Call for Papers: Championing Children’s Linguistic Human Rights: Transformative possibilities at the intersections of language and disability in early care and education, Volume 13, No. 2 (June 2027)
Guest Editors: Lilly Padia, PhD, Erikson Institute & Jessica Miguel, PhD, Cradle to Career Policy Institute
This special issue focuses on championing children at the intersections of multilingualism and disability in early childhood education and care. Young children and their families are often excluded from conversations on race, multilingualism, and disability in education, as conversations tend to focus on elementary and secondary schooling experiences. The impact of these multiple identities and systems of power begins, for many children, at birth or shortly thereafter, so attention must also begin with young children. Children who are multilingual and also labeled as disabled experience the world at the intersections of language and disability (Cioè-Peña, 2017). The specific systems that address language and disability often function as independent siloes, requiring separate identification, diagnosis, and/or pathology in order to access support. Disability critical race theory in education (DisCrit) posits that both racialization and disability are not just about the individual person or child, but about the systems of power that impact their lives (Annamma et al., 2013).

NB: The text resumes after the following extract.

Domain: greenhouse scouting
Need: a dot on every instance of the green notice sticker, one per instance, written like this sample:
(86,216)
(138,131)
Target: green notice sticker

We draw on the frameworks of linguistic human rights (LHR) (Skutnabb-Kangas, 1997), which refers to the idea of language rights as human rights, and the American Speech-Language-Hearing Association’s Communication Bill of Rights (2024), which posits that all people have a right to communicate across all parts of their lives, to center young children’s experiences with multilingualism and disability. Experiences with language and disability for young children and families vary across nation-state borders, often dependent on national and local policies, regional ideologies, and social and cultural factors. This special issue centers the importance of global early childhood experiences, disability and language in conversation with one another to address linguistic justice (Baker-Bell, 2020) at local, national, and global levels. We welcome articles that focus on the transformative possibilities for the field of early care and education and move us towards a liberatory praxis that honors young children’s full identities.
Topics for submissions could include, but are not limited to:
- Family experiences and dynamics with multilingualism and disability within and beyond systems like early intervention, early care and education, formal schooling, and medical institutions
- Nonspoken (often called nonverbal) communication in multilingual households
- Holistic assessment(s) of multilingual, disabled children
- Early intervention considerations, issues, and experiences with language and disability or delay
- Transnational understandings of and experiences with disability and related supports
- Experiences of disabled children, families, and/or educators who use less commonly-represented languages (e.g. other than English, Spanish, Mandarin, French)
- Considerations for culturally responsive-sustaining disability services and special education in heritage languages
- Support for disabled students who are experiencing migration and/or displacement across nation-state borders
- Centering race and ethnicity, including but not limited to Critical Race Theory, DisCrit, and Transborder DisCrit analyses, in language education with disabled students
- Examinations of policies and regulations that impact access to education and care for multilingual children with disabilities and their families
We welcome articles that are written by authors across the globe, that represent research, policy, and practice in various countries, that are authored or co-authored by youth, families, and educators, and that attend to intersections of language and disability. We welcome a range of manuscript types, including but not limited to first-hand accounts, empirical research articles, policy/regulation reviews, and conceptual pieces. While GER requires that manuscripts be submitted in English, we invite authors to write about studies that utilize translanguaging in their data collection and methods.
Please send an abstract of no more than 500 words using a 12-point font to Drs. Padia and Miguel at championinglanguage@gmail.com by May 1, 2026, and write Global Education Review in the subject line of your email. Abstracts will be reviewed for fit, and you will be informed by May 15, 2026, if the article is invited for review. Full manuscripts will be due by November 1, 2026. The issue will be published in the summer of 2027.
Authors of articles invited for review are required to participate in a blind review of up to two articles submitted for publication in the same issue.
References
Annamma, S. A., Connor, D., & Ferri, B. (2013). Dis/ability critical race studies (DisCrit): Theorizing at the intersections of race and dis/ability. Race ethnicity and education, 16(1), 1-31.
Baker-Bell, A. (2020). Linguistic justice: Black language, literacy, identity, and pedagogy. Routledge.
Cioè-Peña, M. (2021). Raciolinguistics and the education of emergent bilinguals labeled as disabled. The Urban Review, 53(3), 443-469.
National Joint Committee for the Communication Needs of Persons with Severe Disabilities. (2024). NJC Communication Bill of Rights (3rd ed.). https://www.asha.org/njc
Skutnabb-Kangas, T. (1997). Human rights and language policy in education. In R. Wodak & D. Corson (Eds.), Encyclopedia of language and education (pp. 55–65). Dordrecht: Springer.